Of course, fixing Chrysler would have tested any executive. The company was losing money well before the economy imploded. Daimler (DAI), the former owner, cut spending on new models, and Nardelli's bosses at Cerberus declined to invest more money. Chrysler argues that Nardelli had some successes, such as forcing executives to get more disciplined about spending and pushing for quality improvements.
All the same, some of the choices he made hurt more than they helped. Nardelli's default position is to cut costs. That's an understandable instinct when a company is hemorrhaging money. But Nardelli's cuts haven't always served strategic ends. At Home Depot, he replaced many veteran hardware guys and retired tradesmen with twentysomethings making less money. The cuts gave profits a short-term pop, but lackluster service drove away loyal customers.
At Chrysler, Nardelli cut costs partly by robbing from tomorrow. Car companies are nowhere if they don't have new products in the pipeline. But he cut capital spending for new models from more than $3 billion in 2007 to $2.3 billion for the next two years. When the feds showed up to assess Chrysler's viability, they noted that Nardelli's team planned only four new models for the next five years. They also pointed out that Chrysler had dedicated half as many engineers to a given vehicle project as General Motors (GM). Nardelli could have cut more production to find a breakeven point rather than axing engineers and crimping product development.
Fights with Managers
Nardelli tends to ram through his ideas. At Home Depot he acquired a wholesale business, despite objections from his executives that it would shift focus from the retail stores. Several key people left, and Home Depot later sold the company. At Chrysler, Nardelli tangled with managers and engineers, including veteran Mike Donoughe, who didn't agree with some of the boss's plans. When Nardelli fired him, Donoughe joined Tesla Motors, the Silicon Valley electric-car company. A Chrysler spokesperson says Nardelli held "fireside chats" with managers and showed them "deep respect."

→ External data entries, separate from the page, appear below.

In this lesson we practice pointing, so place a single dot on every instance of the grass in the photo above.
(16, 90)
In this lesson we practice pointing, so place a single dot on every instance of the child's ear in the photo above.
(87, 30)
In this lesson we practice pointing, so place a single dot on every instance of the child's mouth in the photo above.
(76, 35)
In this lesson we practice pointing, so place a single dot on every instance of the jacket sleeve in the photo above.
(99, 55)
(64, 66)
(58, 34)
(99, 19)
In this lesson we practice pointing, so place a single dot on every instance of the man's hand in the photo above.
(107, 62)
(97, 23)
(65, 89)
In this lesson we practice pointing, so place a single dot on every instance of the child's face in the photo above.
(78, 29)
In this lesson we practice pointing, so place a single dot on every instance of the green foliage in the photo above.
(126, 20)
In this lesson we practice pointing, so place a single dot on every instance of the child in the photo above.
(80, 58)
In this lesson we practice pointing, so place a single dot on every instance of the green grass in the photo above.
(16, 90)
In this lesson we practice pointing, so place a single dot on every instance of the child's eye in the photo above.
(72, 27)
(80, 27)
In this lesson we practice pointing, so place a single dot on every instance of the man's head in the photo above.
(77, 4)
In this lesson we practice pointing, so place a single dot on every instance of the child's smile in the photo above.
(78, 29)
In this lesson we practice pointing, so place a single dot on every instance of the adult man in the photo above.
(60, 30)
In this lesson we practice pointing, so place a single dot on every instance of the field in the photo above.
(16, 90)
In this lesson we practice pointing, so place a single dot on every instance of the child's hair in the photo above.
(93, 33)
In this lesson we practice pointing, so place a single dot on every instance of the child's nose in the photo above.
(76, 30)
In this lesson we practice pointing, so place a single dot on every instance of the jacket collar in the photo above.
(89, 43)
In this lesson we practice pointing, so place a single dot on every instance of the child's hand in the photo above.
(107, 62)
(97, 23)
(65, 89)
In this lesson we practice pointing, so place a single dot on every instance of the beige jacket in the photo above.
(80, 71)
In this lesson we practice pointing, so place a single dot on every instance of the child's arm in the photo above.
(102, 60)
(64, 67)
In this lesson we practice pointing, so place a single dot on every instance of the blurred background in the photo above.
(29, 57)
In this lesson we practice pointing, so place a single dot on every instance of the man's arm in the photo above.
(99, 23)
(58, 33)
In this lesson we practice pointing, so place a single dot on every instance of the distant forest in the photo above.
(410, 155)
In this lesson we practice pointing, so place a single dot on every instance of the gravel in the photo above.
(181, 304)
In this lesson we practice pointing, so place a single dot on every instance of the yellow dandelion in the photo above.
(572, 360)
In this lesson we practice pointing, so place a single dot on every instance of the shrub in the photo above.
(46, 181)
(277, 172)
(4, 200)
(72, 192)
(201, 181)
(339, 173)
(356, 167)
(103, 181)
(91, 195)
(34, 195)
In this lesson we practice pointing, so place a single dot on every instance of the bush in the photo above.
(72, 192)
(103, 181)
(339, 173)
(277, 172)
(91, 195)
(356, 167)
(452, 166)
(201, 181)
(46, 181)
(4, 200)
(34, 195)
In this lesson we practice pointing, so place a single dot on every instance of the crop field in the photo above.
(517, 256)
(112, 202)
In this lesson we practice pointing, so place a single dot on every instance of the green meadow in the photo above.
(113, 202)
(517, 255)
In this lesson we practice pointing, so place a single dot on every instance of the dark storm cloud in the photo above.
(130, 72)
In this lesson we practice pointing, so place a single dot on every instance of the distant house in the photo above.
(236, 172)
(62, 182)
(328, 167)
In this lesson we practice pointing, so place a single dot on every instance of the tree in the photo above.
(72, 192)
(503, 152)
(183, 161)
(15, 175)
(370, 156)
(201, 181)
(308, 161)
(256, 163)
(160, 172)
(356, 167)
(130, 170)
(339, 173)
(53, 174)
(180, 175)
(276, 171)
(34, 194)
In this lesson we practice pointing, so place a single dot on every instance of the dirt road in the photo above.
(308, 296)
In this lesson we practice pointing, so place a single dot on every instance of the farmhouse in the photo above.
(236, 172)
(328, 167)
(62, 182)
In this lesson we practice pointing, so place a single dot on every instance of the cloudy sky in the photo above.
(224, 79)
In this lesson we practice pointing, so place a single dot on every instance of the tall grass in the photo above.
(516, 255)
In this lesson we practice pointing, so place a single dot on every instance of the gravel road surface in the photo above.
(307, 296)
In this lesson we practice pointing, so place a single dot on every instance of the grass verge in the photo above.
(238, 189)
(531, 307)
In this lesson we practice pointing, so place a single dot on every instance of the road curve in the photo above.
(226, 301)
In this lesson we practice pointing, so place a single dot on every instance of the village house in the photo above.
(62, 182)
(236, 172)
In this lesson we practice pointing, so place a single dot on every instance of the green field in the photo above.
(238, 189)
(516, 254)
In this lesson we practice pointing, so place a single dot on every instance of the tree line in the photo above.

One of the great ironies of Nardelli's tenure is that though he billed himself as the plucky outsider waging war on Detroit myopia, his strategy differed only in degree from what the car guys have been doing for years: restructuring. Like his predecessors, he wasn't able to wring concessions from the unions fast enough. Instead, he saved money by paring white-collar ranks. His legacy is a Chrysler so hollowed out it may no longer be viable as a standalone company.